New York Supreme and/or Appellate Courts Appellate Division, First Department
March 26, 2013
IN RE ARLENE ALLEN, PETITIONER-RESPONDENT,
NEW YORK CITY HOUSING AUTHORITY, RESPONDENT-APPELLANT.
Matter of Allen v New York City Hous. Auth.
Published by New York State Law Reporting Bureau pursuant to Judiciary Law § 431.
This opinion is uncorrected and subject to revision before publication in the Official Reports.
Decided on March 26, 2013 Andrias, J.P., Saxe, Moskowitz, Abdus-Salaam, Manzanet-Daniels, JJ.
Order and judgment (one paper), Supreme Court, New York County (Emily Jane Goodman, J.), entered March 4, 2011, inter alia, granting the petition to the extent of vacating the April 14, 2010 determination of respondent New York City Housing Authority (NYCHA), which terminated petitioner's tenancy, and remanding the matter to NYCHA for imposition of a lesser penalty, if any, unanimously vacated, the proceeding treated as if it had been transferred to this Court for de novo review pursuant to CPLR 7804(g), and, upon such review, the determination of respondent, unanimously modified, on the law, to the extent of vacating the penalty, and the matter remanded to respondent for the imposition of a lesser penalty, and otherwise affirmed, without costs.

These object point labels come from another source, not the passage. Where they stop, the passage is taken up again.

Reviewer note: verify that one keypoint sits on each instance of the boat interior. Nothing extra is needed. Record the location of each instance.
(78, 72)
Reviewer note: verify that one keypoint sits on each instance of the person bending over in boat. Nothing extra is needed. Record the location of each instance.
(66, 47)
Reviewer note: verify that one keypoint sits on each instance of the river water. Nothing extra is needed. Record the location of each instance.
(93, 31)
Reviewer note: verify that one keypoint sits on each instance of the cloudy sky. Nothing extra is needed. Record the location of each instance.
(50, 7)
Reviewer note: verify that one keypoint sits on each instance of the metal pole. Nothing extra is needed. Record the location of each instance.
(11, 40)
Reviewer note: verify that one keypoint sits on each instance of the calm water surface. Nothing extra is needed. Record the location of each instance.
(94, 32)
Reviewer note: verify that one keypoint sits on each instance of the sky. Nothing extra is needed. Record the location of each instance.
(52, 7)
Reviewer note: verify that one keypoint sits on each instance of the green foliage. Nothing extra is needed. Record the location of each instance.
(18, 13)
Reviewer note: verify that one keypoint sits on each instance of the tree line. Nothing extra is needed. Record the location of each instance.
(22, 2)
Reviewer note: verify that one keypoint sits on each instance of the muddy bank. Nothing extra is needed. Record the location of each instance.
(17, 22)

Review of the record shows that respondent NYCHA's determination that petitioner violated the permanent exclusion stipulation was supported by substantial evidence and has a rational basis in the record (see Matter of Purdy v Kreisberg, 47 NY2d 354, 358 ). However, in light of the particular circumstances presented here, we find that the penalty of eviction is shocking to one's sense of fairness (Matter of Pell v Board of Educ., 34 NY2d 222, 233 ). Petitioner, who is over 70 years old, has lived in the subject building for more than 35 years with no record of any prior offenses. Nothing in the record suggests that she now presents any risk to the other tenants or to NYCHA's property. Moreover, petitioner was in the process of applying for removal of the permanent exclusion prior to the hearing. The record shows that the hearing officer discussed this with petitioner and received petitioner's supporting documentation in evidence, yet issued a determination to terminate the tenancy prior to, and without any consideration of, the merits pertaining to the tenant's application for removal of the permanent exclusion. Accordingly, on remand, NYCHA should determine an appropriate lesser penalty.
THIS CONSTITUTES THE DECISION AND ORDER OF THE SUPREME COURT, APPELLATE DIVISION, FIRST DEPARTMENT.